If he starts scoring again, he would give the Celtics their usual three main scoring options, joining Kevin Garnett and Pierce, to go against a Pistons team that has a much more balanced offense than the Cavaliers, who lost Sunday despite 45 points from LeBron James, and Atlanta, Boston's first-round opponent.
"It's the exact opposite," Celtics coach Doc Rivers said. "You go from Cleveland and Atlanta in a lot of ways with Joe Johnson, where you focus on double-teaming, to playing a team that all the guys in the starting lineup are capable of having good nights."
The matchup with Detroit is what Rivers and many others expected.
Both are deep teams with outstanding defenses.
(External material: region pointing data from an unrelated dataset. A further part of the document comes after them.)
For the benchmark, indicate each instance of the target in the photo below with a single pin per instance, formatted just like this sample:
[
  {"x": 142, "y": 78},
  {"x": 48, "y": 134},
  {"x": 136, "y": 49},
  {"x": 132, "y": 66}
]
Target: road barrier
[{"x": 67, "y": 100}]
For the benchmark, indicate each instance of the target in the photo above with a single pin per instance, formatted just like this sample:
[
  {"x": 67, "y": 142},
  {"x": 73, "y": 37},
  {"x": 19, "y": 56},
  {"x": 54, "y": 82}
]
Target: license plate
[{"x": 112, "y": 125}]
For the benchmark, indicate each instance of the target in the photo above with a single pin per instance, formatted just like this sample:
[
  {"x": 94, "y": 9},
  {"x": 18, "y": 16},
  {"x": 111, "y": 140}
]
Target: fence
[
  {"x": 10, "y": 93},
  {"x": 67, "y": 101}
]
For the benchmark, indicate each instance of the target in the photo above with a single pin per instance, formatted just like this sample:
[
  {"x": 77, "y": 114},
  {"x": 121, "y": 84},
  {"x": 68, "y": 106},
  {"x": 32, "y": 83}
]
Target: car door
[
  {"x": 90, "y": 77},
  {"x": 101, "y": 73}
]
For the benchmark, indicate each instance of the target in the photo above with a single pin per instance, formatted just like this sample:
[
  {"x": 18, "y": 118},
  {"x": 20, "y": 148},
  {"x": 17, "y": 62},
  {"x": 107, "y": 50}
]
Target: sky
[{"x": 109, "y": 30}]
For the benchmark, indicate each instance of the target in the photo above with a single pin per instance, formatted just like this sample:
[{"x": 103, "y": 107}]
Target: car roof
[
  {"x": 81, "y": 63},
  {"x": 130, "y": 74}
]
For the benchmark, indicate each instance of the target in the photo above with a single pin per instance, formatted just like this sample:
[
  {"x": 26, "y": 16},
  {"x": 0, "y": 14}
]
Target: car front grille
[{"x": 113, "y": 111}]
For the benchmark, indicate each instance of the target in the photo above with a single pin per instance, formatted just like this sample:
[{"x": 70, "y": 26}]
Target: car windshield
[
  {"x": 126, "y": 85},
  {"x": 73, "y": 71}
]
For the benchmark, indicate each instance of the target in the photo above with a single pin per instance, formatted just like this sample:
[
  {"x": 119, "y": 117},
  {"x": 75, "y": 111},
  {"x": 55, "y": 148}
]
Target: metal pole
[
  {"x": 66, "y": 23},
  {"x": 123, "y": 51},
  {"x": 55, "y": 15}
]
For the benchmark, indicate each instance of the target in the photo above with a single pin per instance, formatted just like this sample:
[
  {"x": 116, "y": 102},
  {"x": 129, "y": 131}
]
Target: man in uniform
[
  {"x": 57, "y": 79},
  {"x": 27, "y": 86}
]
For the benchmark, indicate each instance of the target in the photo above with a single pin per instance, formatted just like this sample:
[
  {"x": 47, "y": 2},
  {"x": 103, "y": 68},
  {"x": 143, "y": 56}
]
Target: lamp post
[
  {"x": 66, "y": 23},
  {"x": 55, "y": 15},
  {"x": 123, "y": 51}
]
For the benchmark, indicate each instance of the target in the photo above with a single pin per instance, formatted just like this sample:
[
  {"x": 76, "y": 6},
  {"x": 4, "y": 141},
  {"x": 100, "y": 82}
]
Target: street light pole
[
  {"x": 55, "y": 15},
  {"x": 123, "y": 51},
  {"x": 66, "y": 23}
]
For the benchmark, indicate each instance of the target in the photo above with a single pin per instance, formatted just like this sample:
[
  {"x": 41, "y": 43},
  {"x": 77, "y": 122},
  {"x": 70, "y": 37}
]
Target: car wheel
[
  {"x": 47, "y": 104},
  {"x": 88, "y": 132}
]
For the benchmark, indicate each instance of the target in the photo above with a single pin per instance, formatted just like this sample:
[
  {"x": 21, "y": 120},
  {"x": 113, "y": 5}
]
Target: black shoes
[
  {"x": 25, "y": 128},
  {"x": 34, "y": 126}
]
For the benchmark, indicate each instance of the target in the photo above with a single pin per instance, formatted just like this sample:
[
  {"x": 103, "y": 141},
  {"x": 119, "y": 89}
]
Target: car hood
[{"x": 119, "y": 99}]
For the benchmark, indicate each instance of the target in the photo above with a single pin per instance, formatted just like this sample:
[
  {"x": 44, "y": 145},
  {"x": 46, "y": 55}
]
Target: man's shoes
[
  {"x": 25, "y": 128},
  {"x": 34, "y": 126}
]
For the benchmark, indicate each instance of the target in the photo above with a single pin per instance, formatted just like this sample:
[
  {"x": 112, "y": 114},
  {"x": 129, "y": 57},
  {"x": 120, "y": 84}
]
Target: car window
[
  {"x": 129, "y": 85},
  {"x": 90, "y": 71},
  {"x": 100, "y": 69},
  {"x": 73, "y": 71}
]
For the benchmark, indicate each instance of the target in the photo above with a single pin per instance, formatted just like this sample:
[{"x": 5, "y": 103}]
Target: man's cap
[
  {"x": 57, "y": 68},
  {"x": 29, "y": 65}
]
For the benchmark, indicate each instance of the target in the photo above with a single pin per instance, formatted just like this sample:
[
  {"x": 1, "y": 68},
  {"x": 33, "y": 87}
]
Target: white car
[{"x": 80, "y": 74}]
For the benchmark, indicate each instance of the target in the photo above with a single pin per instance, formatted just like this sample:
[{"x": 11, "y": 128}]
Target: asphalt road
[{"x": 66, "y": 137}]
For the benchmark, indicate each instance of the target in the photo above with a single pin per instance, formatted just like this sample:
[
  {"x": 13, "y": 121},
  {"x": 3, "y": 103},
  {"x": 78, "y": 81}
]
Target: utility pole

The Celtics had the NBA's best record (66-16), earning homecourt advantage throughout the playoffs, and the Pistons were second best (59-23). The Celtics have plenty of players with playoff experience, though not as teammates, and the Pistons are in the conference finals for the sixth straight season.
Chauncey Billups, Richard Hamilton and Tayshaun Prince have been on all of those teams. Rasheed Wallace is in his fifth year with the Pistons. But they last won the NBA title in 2004, then lost to San Antonio the next year.
Pierce, Garnett and Allen are each in the conference finals for only the second time in their careers.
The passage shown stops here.